Each Hack describes a phenomenon and gives an explanation of the psychology and neuroscience behind it. The demonstration will either make you go "wow" or it will make you go "I always noticed that - but I thought it was just me". Did you know that you spend 90 minutes of your waking day functionally blind (because visual input is cut off when your eyes move)? That you can improve your muscle strength by mental exercise alone? That preventing someone talking to themselves can stop them being able to combine information from different senses? Would you like to know why you're good with faces but not with names? Why you have a favourite coffee cup or why it is easier to listen to someone if you are wearing your glasses? The book lets you understand why these things happens, what they mean about our brain, and how they connect to the rest of our everyday lives. We had great fun writing the book, and some fantastic contributors. It is ram-packed full of tit-bits, information-nuggets, links and references for following things up. Come and visit us at mindhacks.com to get a taster.
- Tom & Matt
Customer Reviews
Informative and, more importantly, fun!
I've only just finished reading it, but I have a feeling this will be one of those books that you keep coming back to. There's a lot of scope for flicking through and reading bits that catch your eye.
A lot of this is down to the layout - within each section the points are made in short "hacks", each one capturing a particular trick of the mind to reveal the (occasionally hackish) way it works.
If an optical illusion can trick us into thinking that two identical objects are different sizes, why do our hands know the right size when they go to pick one up? This is one of the hacks, and it proves that visual information is processed on two paths - the motor control is happening before the processing of context. Or does it? Many of the hacks raise questions which have not been settled, so readers can explore the controversy for themselves.
The authors have an infectious enthusiasm for the subject which is manifest in a lot of links and supplementary reading (as well as a blog). It's certainly a good idea to have the internet accessible to you while you read so you can look up the demos they link to, or you'll find your copy overflowing with bookmarks like I did.
Two minor notes of caution - not all of the hacks are tricks that you can actually try out. Especially at the beginning of the book many of them are textbook information presented in the "hacks" style. This is a fun book, but the science is there as well so be prepared for it! The other potential irritation is that, because the hacks are designed to stand on their own, the book can feel a bit repetitive if you try to read it cover to cover.

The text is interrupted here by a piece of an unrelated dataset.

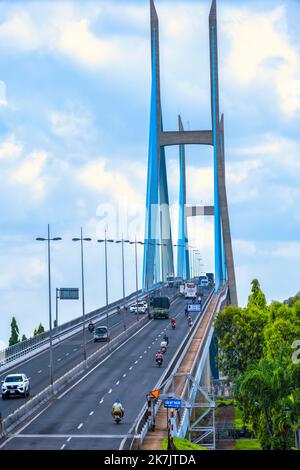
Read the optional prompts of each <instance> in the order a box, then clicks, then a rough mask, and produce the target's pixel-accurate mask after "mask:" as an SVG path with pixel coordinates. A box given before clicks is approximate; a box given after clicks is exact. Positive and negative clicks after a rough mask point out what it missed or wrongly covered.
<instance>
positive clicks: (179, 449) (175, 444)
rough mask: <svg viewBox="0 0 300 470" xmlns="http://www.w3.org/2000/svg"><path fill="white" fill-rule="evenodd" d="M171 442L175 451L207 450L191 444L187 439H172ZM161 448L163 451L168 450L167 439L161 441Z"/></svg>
mask: <svg viewBox="0 0 300 470" xmlns="http://www.w3.org/2000/svg"><path fill="white" fill-rule="evenodd" d="M173 442H174V446H175V448H176V450H208V449H206V447H202V446H199V445H198V444H193V443H192V442H190V441H188V440H187V439H180V438H179V437H174V439H173ZM162 448H163V450H167V449H168V439H167V438H165V439H163V442H162Z"/></svg>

Overall, though, an excellent roadtrip through the workings of the mind, with plenty of opportunity for picking up party tricks along the way. There'll even be some serious lessons for anyone interested in the way senses are processed for interface design etc. I can thoroughly recommend this book for anyone who is interested in how the mind works.
Great read
Not particularly great in terms of giving 'tips and tricks', but still an awesome book if you're into the way the brain works.
Very good. though the lingo can put you off.
Okay first off I must congratluate the Authors and those that helped them with building this archive of short cuts that the mind takes to create a imige of the world.
Though there are a few things, if you arnt fammiler with Psychology or the layout of the brain, your likly to become confused, but its quite possible to get your head round it, all in all, exceeltent work. but not desighed for the person who is just starting out on Psychology/psychiartry studys.